If you have to drive, maintain your car.
One of the best things you can do, if you need to/ choose to drive your car and still want to reduce your environmental impact, is to properly maintain your vehicle. Proper maintenance will help your vehicle operate at its optimum efficiency and will cut extend the life of your vehicle.
Earlier this week, I noticed that one of my tires looked a little flat. This led to my seventh activity of the challenge – regularly inspect my tire pressure. Transport Canada recommends inspecting your tires monthly for signs of wear or trauma and to ensure they are properly inflated. Most people don’t check their tires that often…I don’t check my tires that often, but I’m going to start because I’m throwing money away if I don’t.
Firstly, most tire manufacturers will tell you that by ensuring that your tires are properly inflated, you will extend the life of your tires. Aside from the waste generated by sending old tires to landfill and manufacturing new tires, tires can be expensive and if I can put of spending money on new tires, I’m going to.
Secondly, driving around with under-inflated (or over-inflated) tires increases fuel consumption. According to Transport Canada, improper tire maintenance in Canada produces 1.2 million tonnes of CO2 emissions every year. Having one tire under-inflated by 8 psi, increases your vehicle’s fuel consumption by 4%. That extra gas adds up over time ($$$).

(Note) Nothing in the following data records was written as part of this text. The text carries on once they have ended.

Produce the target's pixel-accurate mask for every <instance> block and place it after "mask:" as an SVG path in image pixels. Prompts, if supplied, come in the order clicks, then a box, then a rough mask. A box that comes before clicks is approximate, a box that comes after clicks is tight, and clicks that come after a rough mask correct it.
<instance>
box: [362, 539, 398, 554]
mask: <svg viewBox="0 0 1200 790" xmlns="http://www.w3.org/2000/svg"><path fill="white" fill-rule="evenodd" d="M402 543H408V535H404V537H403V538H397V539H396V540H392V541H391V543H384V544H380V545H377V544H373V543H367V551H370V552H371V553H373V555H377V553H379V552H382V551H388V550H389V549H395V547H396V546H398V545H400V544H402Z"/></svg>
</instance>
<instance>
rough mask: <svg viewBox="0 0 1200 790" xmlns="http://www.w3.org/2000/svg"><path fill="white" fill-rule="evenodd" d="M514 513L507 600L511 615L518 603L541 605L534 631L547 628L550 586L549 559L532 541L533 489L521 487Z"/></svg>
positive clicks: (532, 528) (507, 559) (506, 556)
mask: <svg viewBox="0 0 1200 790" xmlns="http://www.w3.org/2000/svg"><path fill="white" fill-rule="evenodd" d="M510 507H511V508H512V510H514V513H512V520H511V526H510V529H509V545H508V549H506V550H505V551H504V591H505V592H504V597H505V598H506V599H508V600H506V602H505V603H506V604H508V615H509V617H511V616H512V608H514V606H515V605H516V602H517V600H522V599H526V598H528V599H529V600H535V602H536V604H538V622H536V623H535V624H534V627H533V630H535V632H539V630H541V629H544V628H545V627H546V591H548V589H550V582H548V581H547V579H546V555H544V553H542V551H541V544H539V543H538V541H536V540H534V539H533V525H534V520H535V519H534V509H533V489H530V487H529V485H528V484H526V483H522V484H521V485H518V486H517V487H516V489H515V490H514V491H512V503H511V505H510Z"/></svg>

Thirdly, proper tire maintenance will improve your vehicle’s handling and lead to a safer ride.
So…how do you check your tire pressure. You’ll need a pressure gauge.
Make sure you check the pressure when your tires are cold (i.e., before you drive or after the car’s been stopped for about three hours). What pressure should the tires be? That depends on your vehicle. The optimum tire pressure should be located somewhere on your vehicle, mine’s on the edge of the driver’s door. If it’s not there, check the glove box, visor or fuel door. Don’t use the tire pressure on the tire itself – this is the maximum tire pressure for the tire, not the optimum pressure for your vehicle.
If you’re like me, tire pressure gauges are not the most intuitive piece of equipment to use.
So here’s how:
- Remove the cap on the valve stem.
- Place the open end of the gauge over the valve stem.
- When you press down on the valve stem, the air pressure inside the tire will cause the scale at the other end to pop out to indicate your tire pressure.
Make sure to use the cold tire temperature to figure out if you need to add/remove any air. Despite what you may have heard, over inflating your tires will NOT improve fuel efficiency. In may case, one tire was 30 psi – so off to the gas station I went!
Before adding air to the tire, I noted that the tire pressure after driving was 32 psi – so I needed to inflate the tire to 34 psi when the tires were hot. To add air, just remove the valve stem cap and add air (different air pumps may operate differently, but you can almost always find instructions on the pump). Check the air pressure again after adding air. To make this easier, many air pumps have a gauge built in. If you’ve accidentally over-inflated, release some air until you hit the optimal pressure using the gauge, the pump, or another sharp object. Don’t forget to replace the valve stem cap.
One dollar and a few minutes later, I was driving at optimal tire pressure!